Unless, of course, you were hoping for bad news. And apparently quite a few of President Obama’s critics were — so much so that they suggested the Bureau of Labor Statistics was part of a vast conspiracy.

“Unbelievable jobs numbers..these Chicago guys will do anything..can’t debate so change numbers,” he said on Twitter.
From Ezra Klein at Washington Post:http://www.washingtonpost.com/blogs/ezra-klein/wp/2012/10/05/september-jobs-report-debunking-the-jobs-report-conspiracy-theories/?hpid=z1

September jobs report: Debunking the jobs report conspiracy theories

Let’s get one thing out of the way: The data was not, as Jack Welch suggested in a now-infamous tweet, manipulated. The Bureau of Labor Statistics is set up to ensure the White House has no ability to influence it. As labor economist Betsey Stevenson wrote, “anyone who thinks that political folks can manipulate the unemployment data are completely ignorant of how the BLS works and how the data are compiled.” Plus, if the White House somehow was manipulating the data, don’t you think they would have made the payroll number look a bit better than 114,000? No one would have batted an eye at 160,000.
 
two serious questions:

1. What is the reconciliation between the two two numbers - the big one and the 114K?

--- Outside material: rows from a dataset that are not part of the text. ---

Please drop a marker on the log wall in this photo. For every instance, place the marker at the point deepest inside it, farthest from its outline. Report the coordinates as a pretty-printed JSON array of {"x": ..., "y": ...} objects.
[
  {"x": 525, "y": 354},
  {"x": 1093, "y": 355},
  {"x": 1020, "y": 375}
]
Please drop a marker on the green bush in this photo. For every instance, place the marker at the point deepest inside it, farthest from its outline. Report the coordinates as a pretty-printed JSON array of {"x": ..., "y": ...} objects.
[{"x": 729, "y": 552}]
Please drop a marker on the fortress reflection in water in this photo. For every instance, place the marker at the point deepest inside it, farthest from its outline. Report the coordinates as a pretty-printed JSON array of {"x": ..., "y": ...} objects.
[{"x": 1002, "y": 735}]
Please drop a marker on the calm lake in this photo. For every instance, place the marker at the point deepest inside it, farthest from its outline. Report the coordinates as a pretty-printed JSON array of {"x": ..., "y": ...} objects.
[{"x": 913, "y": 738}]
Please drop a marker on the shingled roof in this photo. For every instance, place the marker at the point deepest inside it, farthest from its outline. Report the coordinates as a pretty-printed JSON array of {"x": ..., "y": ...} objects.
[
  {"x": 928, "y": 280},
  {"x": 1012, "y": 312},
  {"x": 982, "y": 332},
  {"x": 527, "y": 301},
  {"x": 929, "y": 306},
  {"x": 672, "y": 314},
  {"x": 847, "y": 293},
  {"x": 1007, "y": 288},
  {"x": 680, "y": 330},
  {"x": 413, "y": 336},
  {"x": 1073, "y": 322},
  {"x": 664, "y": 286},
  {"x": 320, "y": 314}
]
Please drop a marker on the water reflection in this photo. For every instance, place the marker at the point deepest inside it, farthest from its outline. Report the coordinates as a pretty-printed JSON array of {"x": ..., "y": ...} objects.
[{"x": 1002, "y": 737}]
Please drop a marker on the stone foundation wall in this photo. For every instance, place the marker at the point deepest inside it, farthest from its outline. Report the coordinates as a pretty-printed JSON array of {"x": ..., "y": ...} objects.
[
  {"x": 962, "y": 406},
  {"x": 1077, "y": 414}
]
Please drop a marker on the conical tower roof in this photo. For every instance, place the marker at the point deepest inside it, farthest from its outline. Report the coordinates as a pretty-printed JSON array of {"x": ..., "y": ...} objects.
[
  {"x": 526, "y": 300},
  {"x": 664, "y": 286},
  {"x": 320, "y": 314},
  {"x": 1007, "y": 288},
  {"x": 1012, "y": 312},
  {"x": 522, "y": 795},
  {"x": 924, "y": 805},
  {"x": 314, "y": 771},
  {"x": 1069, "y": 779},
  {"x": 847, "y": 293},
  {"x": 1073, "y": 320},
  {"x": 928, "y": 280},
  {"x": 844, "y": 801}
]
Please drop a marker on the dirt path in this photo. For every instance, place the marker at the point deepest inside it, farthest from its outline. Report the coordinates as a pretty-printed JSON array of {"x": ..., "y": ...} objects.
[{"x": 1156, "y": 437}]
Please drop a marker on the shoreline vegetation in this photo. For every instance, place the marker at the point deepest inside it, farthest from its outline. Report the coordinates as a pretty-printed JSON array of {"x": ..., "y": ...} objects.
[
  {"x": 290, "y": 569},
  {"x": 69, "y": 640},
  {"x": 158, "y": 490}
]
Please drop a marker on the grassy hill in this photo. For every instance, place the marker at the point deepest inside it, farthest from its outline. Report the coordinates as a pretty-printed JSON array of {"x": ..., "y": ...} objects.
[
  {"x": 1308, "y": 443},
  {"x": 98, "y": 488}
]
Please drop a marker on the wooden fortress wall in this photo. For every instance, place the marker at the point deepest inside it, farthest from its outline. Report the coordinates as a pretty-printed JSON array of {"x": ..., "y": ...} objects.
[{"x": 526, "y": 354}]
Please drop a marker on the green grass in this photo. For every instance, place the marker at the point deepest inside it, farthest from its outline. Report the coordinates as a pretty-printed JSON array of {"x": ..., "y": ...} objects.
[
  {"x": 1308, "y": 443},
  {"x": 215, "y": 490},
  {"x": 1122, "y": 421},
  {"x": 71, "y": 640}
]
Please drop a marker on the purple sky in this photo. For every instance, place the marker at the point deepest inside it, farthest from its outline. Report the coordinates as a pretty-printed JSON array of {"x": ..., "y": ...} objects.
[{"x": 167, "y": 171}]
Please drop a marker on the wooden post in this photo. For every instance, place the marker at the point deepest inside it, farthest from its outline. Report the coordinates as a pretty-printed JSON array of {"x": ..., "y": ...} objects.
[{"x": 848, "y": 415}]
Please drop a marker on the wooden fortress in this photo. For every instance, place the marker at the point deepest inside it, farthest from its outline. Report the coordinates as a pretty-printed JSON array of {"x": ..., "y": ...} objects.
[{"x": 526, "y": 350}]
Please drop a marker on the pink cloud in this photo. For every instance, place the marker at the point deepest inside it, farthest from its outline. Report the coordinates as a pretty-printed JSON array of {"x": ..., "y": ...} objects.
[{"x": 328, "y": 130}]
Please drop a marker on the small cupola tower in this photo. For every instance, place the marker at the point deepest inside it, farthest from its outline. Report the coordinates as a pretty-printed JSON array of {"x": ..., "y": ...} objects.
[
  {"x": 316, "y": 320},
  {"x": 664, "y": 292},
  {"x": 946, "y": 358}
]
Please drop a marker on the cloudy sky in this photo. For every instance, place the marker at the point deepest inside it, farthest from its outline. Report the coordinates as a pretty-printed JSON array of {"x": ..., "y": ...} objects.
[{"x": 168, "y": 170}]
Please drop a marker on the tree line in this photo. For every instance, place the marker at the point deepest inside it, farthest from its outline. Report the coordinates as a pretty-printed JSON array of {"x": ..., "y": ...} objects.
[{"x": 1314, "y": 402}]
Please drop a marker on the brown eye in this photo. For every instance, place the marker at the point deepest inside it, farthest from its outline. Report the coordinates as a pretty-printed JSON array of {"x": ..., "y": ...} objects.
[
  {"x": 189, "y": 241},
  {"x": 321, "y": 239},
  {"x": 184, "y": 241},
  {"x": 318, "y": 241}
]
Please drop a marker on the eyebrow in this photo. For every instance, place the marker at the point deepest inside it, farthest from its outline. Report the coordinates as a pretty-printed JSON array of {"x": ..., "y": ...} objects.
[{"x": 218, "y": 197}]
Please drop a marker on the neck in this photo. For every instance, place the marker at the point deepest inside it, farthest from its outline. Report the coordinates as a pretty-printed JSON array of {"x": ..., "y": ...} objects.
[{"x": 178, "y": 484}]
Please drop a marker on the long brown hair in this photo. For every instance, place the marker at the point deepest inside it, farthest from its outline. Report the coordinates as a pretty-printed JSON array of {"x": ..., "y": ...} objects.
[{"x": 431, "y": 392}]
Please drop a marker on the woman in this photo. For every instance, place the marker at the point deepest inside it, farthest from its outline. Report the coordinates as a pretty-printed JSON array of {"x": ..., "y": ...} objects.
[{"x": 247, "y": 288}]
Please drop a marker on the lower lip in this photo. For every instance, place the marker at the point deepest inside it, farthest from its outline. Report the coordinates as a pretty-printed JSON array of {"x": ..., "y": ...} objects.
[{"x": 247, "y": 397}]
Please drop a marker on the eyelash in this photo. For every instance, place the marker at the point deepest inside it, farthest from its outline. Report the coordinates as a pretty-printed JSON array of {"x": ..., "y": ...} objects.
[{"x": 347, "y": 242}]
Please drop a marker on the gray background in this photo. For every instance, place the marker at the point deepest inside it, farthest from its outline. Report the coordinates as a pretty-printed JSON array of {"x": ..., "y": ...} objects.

2. What does this mean for QE3? Is it relevant?
1. There are two completely seperate surveys that the BLS conducts to derive these figures. The unemployment rate is derived from the household survey and attempts to sample the amount of people entering/leaving jobs and the labor force. The establishment survey is where you get the payroll figures and it is a sample of the people being added to or taken away from the payrolls of businesses. These surveys have very different ways and methods of measuring the labor markets and can often diverge. One example would be that employment at start-ups would typically be picked up in the household survey before the establishment survey. You can find out more here: http://www.bls.gov/news.release/empsit.nr0.htm1b. Alternate private sector surveys are conducted by Gallup and ADP, among others, that can provide a reasonable check to the data published by the BLS.

2. A falling unemployment rate will (all else equal) lessen the duration of QE3 and Zero Interest Rate Policy.

 
Last edited by a moderator:
You never believe Obama has anything to do with anything. :wall:
To be fair, if you were to list every problem we face followed by the commnet "the President doesn't have anything to do with that" you'd be right more often than if you followed every problem with "it's all the President's fault" :shrug:
 
Here is a very specific reason why the re-election of Barack Obama will lead to an almost immediate increase in job losses: under the agreement reached last summer, if no further bipartisan agreement is reached, there will be, for the first time, significant cuts to defense spending. This means existing projects will be closed down or reduced, and base closures as well. Keep in mind that, in many communities, these projects and bases not only provide jobs directly, but also help to support the private economy.

I can pretty much guarantee that if Obama wins, there will be no bipartisan agreement, and these cuts will go into effect. That's not entirely his fault: IMO, it is much more the fault of Republican intransigence. But that doesn't change the reality of the situation. It also doesn't mean for sure that a Romney presidency will be able to avoid the coming impasse. But I believe his chances of doing so are higher.
I think you're wrong here. If Obama wins, it will send a crystal clear message to the Repubs that this strategy of refusal to play doesn't work with the voters.Plus, these deadline issues always get resolved, no matter how poorly, before the catastrophic deadline is reached. No one wins if we go off the fiscal cliff, and they will undoubtedly find a way to just kick the can down the road a bit further.